A few summers ago, I returned from a mission trip toBelize.  Every night, 30 of us gathered together to ask ourselves where we saw God at work that day.  Often, where each of us saw Him seemed small.  One that was particularly notable because of the number of times it was mentioned and because of the humor content was the following: “I saw God in being able to hammer a nail into the wood today.”  It seems odd that this is where many would see God.  But you would have had to have experienced the wood in Belize.  It was so dense it wouldn’t float.  A lot of the teens tried hammering the nails in, only to find that halfway down they kept bending them.  The men swaggered in with the attitude something like, “Here – let me show you how it’s done, kid.”  And they’d bend the nails, too.

It seems odd, but God was in those nails and in that wood.  It was particularly meaningful to me, remembering that our Lord was a carpenter.

Why did we see God in the nails and in the wood?  Because we spent a week getting rid of the distractions – you know, the “real life” back home that each of us leads, the life replete with “real work,” an infinite menu of food and TV shows and music and ways to communicate that separate us from one another.  That real life.

Because we went with the simple attitude that we were servants of the Lord Jesus Christ and were going with no preconceived notions of what He would have us do but would simply stand at attention and do whatever was asked of us.

We gathered together every night to encourage one another and report back what God had done.  The drama and adventure, the agony and the ecstasy, of the life of a disciple of Jesus Christ is all right here, because God is right here.  We didn’t need to go to Belize to see God: He was right there in Fort Worth (where I was working at the time).  But we were all too busy doing our real life to see and hear and feel Him.

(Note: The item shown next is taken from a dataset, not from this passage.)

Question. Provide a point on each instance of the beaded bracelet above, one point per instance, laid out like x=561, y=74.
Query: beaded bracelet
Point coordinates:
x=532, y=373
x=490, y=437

I’ve rambled on long enough.  You get the idea.  You are a servant of the Lord Jesus Christ.  How can we more joyfully and gloriously strive together to offer ourselves as living sacrifices, acceptable in His sight?

Prayer:  Lord, here I am, your servant, offering myself to you as a living sacrifice!  Take me and use me in any way that is most pleasing to you.  Help me to jettison all of the dead weight in my life that anchors me to this world and holds me back from coming to You.  Breathe new life into me by Your Spirit so that in my life I may seek Your life and find joy and peace.  Amen. 

Points for Meditation: 

1.  How true is it for you that you feel like there must be something more?  Knowing that this something more must be God, what might it specifically look like in your life?

2.  Find a partner (or partners!) to go on the Christian adventure of discipleship with.  Seek out someone who is willing to seek a more adventurous, joyful, and passionate Christian life, and conspire together for the Lord and His Kingdom! 

Resolution:  I resolve to seek the Lord’s face and listen to Him until I hear one way He is telling me to be a more faithful and joyful servant.